Everything in spaceflight is about baby-steps. We've built, and made a decent success of the ISS. But it's a machine, and at some point it's going to become cheaper to build a new one, that it is to keep maintaining the old one. Or maybe add new core modules to the current ISS (using its robot arms to help with placement - then de-orbit the old knackered bits - though I don't know if those arms are up to the job that the shuttle could do.
But launch costs are plummeting. And that changes everything. 20 years ago it was $400m for a shuttle launch, with a new module. Falcon Heavy is now $90m odd.
4 years ago a Falcon 9 got you 25 tonnes to LEO for $60m. Going reusable dropped that to $40m. But if they really can reuse those rockets the promised 30 times (if they can even manage 10) - then launch costs can drop into the tens of millions.
Suddenly if instead of tens of thousands of dollars per kilo we can fly stuff around for thousands or even hundreds of dollars per kilo, then stuff like pharmaceuticals or computer chips can bear that cost - if they're good enough.
Money to get launch costs down makes some sense.
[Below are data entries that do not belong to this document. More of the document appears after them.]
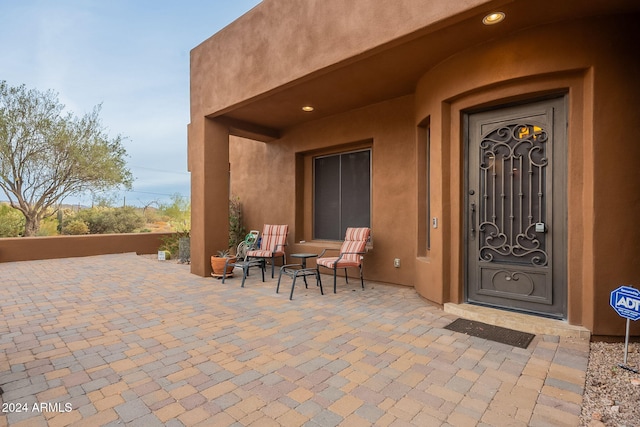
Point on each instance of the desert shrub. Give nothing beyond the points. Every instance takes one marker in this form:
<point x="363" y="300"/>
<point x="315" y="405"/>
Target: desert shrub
<point x="76" y="227"/>
<point x="48" y="227"/>
<point x="11" y="221"/>
<point x="101" y="220"/>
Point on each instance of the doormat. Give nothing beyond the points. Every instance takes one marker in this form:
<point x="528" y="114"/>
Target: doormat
<point x="490" y="332"/>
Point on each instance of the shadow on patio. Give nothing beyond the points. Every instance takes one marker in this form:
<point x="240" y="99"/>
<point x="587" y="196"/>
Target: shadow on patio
<point x="125" y="339"/>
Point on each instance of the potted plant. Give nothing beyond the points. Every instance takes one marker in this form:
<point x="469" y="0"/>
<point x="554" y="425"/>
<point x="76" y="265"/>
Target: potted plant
<point x="218" y="262"/>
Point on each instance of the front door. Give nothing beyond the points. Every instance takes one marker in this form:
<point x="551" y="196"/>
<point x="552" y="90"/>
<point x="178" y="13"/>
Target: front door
<point x="516" y="208"/>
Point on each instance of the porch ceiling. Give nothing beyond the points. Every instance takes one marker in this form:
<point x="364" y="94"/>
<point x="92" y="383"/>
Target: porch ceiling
<point x="393" y="70"/>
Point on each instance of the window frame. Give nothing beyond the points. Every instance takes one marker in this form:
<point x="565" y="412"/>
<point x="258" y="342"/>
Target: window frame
<point x="340" y="155"/>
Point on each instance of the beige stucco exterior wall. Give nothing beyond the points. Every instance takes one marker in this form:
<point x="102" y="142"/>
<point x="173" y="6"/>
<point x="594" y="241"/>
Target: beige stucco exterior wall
<point x="315" y="37"/>
<point x="602" y="75"/>
<point x="587" y="59"/>
<point x="271" y="198"/>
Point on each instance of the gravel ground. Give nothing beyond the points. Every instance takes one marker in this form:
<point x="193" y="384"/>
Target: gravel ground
<point x="612" y="393"/>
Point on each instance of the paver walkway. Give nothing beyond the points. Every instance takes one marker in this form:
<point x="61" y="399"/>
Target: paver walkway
<point x="127" y="340"/>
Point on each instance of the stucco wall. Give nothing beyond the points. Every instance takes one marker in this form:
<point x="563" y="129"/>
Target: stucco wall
<point x="319" y="35"/>
<point x="588" y="59"/>
<point x="270" y="197"/>
<point x="34" y="248"/>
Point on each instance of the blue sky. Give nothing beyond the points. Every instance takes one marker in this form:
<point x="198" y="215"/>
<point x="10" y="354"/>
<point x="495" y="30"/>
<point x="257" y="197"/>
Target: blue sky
<point x="131" y="56"/>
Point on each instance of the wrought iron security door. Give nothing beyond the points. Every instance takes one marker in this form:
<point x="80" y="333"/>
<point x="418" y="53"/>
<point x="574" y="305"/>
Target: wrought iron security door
<point x="512" y="234"/>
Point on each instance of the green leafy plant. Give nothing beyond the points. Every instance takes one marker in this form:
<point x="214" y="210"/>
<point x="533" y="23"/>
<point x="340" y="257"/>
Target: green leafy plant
<point x="236" y="227"/>
<point x="224" y="253"/>
<point x="76" y="227"/>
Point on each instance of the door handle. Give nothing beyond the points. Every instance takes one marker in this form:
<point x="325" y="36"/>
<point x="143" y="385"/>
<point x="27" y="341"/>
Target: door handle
<point x="473" y="221"/>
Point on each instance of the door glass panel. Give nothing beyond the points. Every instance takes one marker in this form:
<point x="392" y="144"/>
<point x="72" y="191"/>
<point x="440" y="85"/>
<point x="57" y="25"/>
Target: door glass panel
<point x="513" y="169"/>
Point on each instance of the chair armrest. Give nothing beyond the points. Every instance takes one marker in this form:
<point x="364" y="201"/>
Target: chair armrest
<point x="327" y="249"/>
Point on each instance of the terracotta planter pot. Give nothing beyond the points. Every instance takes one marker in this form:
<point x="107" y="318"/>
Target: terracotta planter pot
<point x="217" y="265"/>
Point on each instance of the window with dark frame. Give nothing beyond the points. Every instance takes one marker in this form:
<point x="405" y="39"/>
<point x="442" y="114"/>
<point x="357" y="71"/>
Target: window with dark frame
<point x="342" y="193"/>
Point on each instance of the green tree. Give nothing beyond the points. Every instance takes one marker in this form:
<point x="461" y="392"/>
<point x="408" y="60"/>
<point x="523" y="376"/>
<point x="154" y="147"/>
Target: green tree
<point x="11" y="221"/>
<point x="178" y="212"/>
<point x="47" y="155"/>
<point x="105" y="220"/>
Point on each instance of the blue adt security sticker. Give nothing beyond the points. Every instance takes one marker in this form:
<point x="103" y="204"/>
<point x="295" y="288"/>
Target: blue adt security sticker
<point x="626" y="302"/>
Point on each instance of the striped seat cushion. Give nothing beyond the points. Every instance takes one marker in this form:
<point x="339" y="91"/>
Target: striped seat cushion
<point x="274" y="239"/>
<point x="329" y="262"/>
<point x="354" y="245"/>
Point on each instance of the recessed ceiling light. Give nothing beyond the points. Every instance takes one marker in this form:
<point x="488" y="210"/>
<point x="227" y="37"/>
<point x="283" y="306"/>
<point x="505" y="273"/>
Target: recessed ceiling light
<point x="493" y="18"/>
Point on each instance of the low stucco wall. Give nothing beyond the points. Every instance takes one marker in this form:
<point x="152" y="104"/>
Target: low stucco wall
<point x="34" y="248"/>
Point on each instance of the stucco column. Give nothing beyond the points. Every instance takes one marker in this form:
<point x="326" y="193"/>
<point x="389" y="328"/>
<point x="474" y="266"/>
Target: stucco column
<point x="209" y="166"/>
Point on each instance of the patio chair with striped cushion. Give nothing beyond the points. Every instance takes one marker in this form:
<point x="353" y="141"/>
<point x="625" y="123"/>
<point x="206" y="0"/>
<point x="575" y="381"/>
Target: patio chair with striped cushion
<point x="274" y="239"/>
<point x="351" y="253"/>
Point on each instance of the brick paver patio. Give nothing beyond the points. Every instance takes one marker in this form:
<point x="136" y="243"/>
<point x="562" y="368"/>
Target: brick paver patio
<point x="127" y="340"/>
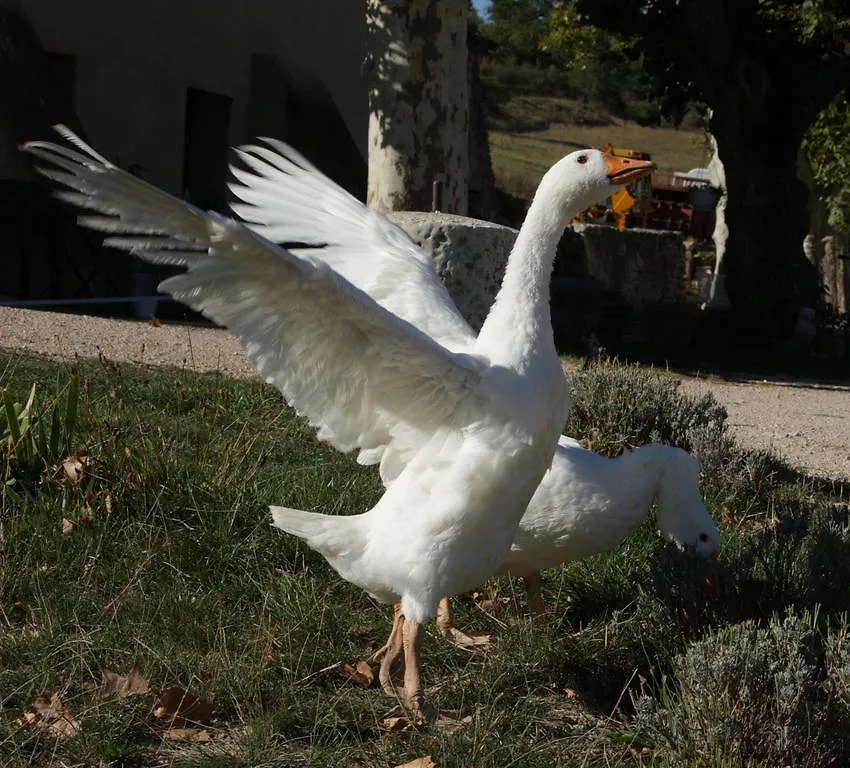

But launching stuff you do not need is not the way to go. If at some point you get 22 tons of raw material into a low space orbit for just the 200k dollars fuel cost, you now need the tech to carry your product back to earth. It may be down hill but if it is at all bulky, heavy or delicate like 200Km of premium fibre at 1 dollar the metre, problem. We can not do it yet.
It could be one or two human hearts - at 250k dollars each. A better investment would be to spend the money on a new and cheaper source of insulin for under insured Americans tax payer, rather than spending on health care for the super rich.
The health downsides of putting people into a zero G factory to work on the heart production line is far greater than health benefits of the products. Would anyone approve a factory were workers have serious health issue after 12 months. Like not being able to walk for a day or two. Your bones and muscles weaken, and you may get permanent eyesight changes. Plus a significant risk of your transport to work exploding.
If this stuff make any commercial sense, you do'nt need the tax dollars. You need venture capitalists.